Am 14. Mai 2018 war Start des vierten europäischen Stresstests für Versicherungsunternehmen. Der Stresstest 2018 legt dabei den Fokus auf große europäische Versicherungsgruppen aus Belgien, Dänemark, Deutschland, Finnland, Frankreich, Italien, Niederlande, Norwegen, Österreich, Spanien, Schweden und dem Vereinigten Königreich. Insgesamt werden 42 Gruppen, davon die folgenden fünf aus Deutschland, teilnehmen:

  • Allianz SE
  • HDI V.a.G.
  • HUK-Coburg Versicherungsgruppe
  • MunichRe
  • R+V Versicherung

Neben der Zeitplanung stellt EIOPA zur Durchführung des Stresstests weitere Spezifikationen und Templates bereit:

  • Technische Spezifikationen zu Verfahren und Methoden des Stresstests
  • Technische Informationen mit einer Anleitung zur Durchführung des Stresstests
  • Templates für die Berichterstattung an EIOPA
  • Q&A Templates zur Einreichung von Fragestellungen an EIOPA
  • Hintergrundinformationen zum Stresstest
  • FAQs

Ziel des im Zeitraum 14. Mai bis 16. August 2018 durchgeführten Stresstests ist es die Widerstandsfähigkeit und Anfälligkeit der Gruppen auf mögliche unerwartete Entwicklungen zu bewerten und deren Maßnahmen zu beurteilen. Bis zum Ende der Frist müssen die teilnehmenden Gruppen ihre Berichtsformulare an die nationalen Aufsichtsbehörden übermitteln. Diese werden nach anschließender Validierung im September 2018 an die EIOPA zur Auswertung weitergeleitet.

Bis zum 14. Juni 2018 können die deutschen Teilnehmer Fragen zu den Unterlagen des Stresstest an die BaFin richten. Fragen mit europaweiter Bedeutung werden ebenfalls bis Mitte Juni regelmäßig auf der Internetseite der EIOPA beantwortet und veröffentlicht.

Bereits 2016 wurde ein Stresstest mit dem Fokus auf Lebensversicherungsunternehmen durchgeführt (siehe Blog-Beitrag vom 27. Mai 2016).
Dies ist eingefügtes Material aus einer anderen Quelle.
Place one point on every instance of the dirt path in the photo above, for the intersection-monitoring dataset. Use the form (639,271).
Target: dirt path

Die Ergebnisse des EIOPA-Stresstest 2016 wurden in einem Abschlussbericht im Dezember 2016 veröffentlicht (siehe Blog-Beitrag vom 19. Dezember 2016). Einen entsprechenden Abschlussbericht zum diesjährigen Stresstest plant EIOPA im Dezember 2018 / Januar 2019 zu veröffentlichen.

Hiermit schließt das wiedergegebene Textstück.